Regulation of nitrogen assimilation in Saccharomyces cerevisiae: roles of the URE2 and GLN3 genes.

Mutations in the GLN3 gene prevented a normal increase in the NAD-glutamate dehydrogenase and glutamine synthetase levels in glutamate-grown Saccharomyces cerevisiae cells, whereas mutations in the URE2 gene resulted in high levels of these enzymes in glumate- and glutamine-grown cells.

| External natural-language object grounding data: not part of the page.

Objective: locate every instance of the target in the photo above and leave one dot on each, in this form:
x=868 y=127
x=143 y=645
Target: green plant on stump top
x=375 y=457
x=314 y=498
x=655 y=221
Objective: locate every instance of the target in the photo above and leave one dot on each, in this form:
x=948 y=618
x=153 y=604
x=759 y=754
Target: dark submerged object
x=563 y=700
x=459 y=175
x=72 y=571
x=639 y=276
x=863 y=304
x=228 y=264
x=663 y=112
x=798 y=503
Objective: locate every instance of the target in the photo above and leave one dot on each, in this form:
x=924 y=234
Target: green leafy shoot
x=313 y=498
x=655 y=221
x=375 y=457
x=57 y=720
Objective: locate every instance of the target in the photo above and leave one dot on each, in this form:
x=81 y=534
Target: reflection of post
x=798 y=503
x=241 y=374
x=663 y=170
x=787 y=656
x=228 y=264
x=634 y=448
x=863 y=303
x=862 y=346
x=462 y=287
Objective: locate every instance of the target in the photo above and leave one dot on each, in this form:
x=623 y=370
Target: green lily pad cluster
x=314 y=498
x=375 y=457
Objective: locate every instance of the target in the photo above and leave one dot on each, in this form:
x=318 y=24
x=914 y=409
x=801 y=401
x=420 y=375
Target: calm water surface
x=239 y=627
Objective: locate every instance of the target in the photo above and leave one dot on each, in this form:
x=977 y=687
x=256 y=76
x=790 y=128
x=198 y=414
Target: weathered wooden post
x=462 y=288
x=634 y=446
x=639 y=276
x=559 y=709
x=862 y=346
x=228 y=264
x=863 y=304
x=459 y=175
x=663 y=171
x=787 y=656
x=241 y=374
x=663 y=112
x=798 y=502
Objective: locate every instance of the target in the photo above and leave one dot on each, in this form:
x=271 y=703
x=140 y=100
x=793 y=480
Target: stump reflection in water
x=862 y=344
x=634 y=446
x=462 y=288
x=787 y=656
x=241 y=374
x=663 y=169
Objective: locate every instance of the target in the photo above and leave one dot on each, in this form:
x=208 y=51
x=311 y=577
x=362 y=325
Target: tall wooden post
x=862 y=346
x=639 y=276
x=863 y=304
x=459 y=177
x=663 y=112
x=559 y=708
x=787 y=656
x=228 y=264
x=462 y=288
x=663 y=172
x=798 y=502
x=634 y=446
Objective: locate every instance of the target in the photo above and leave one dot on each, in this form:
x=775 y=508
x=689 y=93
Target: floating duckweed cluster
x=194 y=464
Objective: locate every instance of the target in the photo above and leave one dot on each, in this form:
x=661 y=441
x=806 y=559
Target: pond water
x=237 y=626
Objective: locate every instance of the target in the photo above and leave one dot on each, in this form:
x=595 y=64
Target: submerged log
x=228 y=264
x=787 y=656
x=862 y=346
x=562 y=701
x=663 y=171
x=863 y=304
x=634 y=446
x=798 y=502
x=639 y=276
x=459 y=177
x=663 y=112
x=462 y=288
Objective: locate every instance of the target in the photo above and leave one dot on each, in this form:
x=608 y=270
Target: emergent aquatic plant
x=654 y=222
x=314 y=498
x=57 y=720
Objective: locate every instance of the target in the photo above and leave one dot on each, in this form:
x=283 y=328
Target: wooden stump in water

A ure2 gln3 double mutant had low levels of glutamate dehydrogenase and glutamine synthetase in cells grown on glutamate and glutamine; thus, gln3 mutations were epistatic to the ure2 mutations. The results suggest that the GLN3 product is capable of promoting increases in enzyme levels in the absence of a functional URE2 product and that the URE2 product antagonizes the GLN3 product. The URE2 and GLN3 genes were also found to regulate the level of arginase activity. This regulation is completely independent of the regulation of arginase by substrate induction. The activities of glutamate dehydrogenase, glutamine synthetase, and arginase were higher in cells grown on glutamate as the nitrogen source than they were in cells grown under a nitrogen-limiting condition. It had previously been shown that the levels of these enzymes can be increased by glutamine deprivation. We propose that the URE2-GLN3 system regulates enzyme synthesis, in response to glutamine and glutamate, to adjust the intracellular concentration of ammonia so as to maintain glutamine at the level required for optimal growth.[1]